Still, I would flag use of US services as a major risk for non-US businesses right now. Having previously run a >200 person software company, I probably wouldn't immediately move all services to non-US alternatives, but I sure would have a migration plan ready and alternative explored and selected in case shit hit the fan for US software.
Given the current state of things, I think it's entirely plausible that US services are either hit with things like tariffs, or end up suffering US state censorship at some point.
> end up suffering US state censorship at some point.
You had a higher risk for that with the democrats, remember the AI videos that upset Kamala and Gavin?
European countries have a far worse track record of censorship.
> Still, I would flag use of US services as a major risk for non-US businesses right now.
> Given the current state of things, I think it's entirely plausible that US services are either hit with things like tariffs, or end up suffering US state censorship at some point.

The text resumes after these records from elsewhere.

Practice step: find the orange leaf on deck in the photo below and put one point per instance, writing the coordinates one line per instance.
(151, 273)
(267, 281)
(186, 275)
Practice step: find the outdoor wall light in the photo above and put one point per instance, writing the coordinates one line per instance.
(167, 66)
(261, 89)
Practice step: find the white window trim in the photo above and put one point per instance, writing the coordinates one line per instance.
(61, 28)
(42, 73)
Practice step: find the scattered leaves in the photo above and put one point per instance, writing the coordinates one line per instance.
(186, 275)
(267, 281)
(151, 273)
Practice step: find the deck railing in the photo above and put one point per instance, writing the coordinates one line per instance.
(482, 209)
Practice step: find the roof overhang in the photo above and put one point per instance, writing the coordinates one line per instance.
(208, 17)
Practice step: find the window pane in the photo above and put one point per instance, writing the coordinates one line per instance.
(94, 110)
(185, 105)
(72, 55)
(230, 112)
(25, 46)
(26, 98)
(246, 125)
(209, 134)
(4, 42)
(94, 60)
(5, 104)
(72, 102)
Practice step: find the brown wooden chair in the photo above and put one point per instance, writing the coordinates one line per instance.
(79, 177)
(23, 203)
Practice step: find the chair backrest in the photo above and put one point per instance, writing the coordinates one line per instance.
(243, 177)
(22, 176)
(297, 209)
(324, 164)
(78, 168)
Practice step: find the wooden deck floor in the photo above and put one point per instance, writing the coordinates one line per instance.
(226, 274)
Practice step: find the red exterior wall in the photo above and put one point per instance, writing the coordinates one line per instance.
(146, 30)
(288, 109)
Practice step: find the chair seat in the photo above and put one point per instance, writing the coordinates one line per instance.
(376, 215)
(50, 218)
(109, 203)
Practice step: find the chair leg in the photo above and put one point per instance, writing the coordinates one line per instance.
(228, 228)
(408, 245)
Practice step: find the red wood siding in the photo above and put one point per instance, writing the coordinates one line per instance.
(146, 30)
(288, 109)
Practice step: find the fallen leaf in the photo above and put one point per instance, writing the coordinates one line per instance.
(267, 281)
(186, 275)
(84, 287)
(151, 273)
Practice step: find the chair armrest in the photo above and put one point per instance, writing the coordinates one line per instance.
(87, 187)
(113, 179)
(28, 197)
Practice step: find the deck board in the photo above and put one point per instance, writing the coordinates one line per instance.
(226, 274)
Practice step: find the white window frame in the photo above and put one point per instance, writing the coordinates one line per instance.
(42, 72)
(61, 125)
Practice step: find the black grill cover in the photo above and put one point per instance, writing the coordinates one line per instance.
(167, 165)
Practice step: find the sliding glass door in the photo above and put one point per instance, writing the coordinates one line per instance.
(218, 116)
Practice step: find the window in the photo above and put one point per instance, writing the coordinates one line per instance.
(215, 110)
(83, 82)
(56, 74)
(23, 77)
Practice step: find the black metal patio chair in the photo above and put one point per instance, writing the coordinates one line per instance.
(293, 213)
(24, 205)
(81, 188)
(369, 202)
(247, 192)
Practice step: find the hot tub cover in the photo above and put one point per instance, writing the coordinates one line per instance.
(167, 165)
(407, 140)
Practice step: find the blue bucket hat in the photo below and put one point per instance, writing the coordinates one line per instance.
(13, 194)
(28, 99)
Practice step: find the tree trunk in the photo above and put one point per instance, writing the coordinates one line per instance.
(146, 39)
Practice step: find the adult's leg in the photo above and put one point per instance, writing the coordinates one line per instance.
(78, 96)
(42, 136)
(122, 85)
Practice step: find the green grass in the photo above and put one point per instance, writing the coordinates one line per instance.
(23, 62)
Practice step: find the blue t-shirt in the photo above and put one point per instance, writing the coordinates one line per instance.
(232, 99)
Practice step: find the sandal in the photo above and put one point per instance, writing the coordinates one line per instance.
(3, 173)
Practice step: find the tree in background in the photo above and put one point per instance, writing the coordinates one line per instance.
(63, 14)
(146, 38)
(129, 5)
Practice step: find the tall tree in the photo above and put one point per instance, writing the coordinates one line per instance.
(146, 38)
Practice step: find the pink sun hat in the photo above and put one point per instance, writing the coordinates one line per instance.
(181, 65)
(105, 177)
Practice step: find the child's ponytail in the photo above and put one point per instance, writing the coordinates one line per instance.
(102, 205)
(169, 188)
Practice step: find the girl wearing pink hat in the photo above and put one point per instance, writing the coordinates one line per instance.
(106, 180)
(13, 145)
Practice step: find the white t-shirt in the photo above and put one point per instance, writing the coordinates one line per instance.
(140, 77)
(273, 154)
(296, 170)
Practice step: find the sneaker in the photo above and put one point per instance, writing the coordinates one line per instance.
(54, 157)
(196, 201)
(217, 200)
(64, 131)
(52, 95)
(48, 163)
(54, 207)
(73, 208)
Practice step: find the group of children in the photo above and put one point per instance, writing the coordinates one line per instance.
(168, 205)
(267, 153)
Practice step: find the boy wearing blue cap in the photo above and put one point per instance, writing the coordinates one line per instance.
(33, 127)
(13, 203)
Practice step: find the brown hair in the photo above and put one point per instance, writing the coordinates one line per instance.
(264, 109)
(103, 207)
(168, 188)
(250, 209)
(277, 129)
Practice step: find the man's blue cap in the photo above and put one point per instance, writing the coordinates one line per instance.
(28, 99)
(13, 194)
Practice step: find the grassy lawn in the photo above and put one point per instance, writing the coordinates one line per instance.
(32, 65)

Who made your phone, your computer and the OS your computer is running?
In looking for non-US alternatives, I think the thing that surprised me most is a lack of solid github/gitlab competitors. The only serious alternative for businesses is a managed gitlab or gogs (gitea).
If only the EU alternatives were integrated with the other EU alternatives, it seems that Europe by design of its institutions cannot allow or have a big player
I'm not following this comment at all, can you attach subjects to your predicates? That is, which website is a horror show and to which fight are you referring and who picked it?
They did not say the alternatives are better. They say they are European alternatives, that's it. For some, that makes them automatically better, but that's not stated explicitly anywhere.
Significantly more convincing privacy story than US providers (especially as the US authorities start to look increasingly unpredictable) but also just genuinely excellent service, UX & pricing.
It is worth looking beyond the standard providers, nobody ever got fired for picking AWS, but that doesn't make it the best option.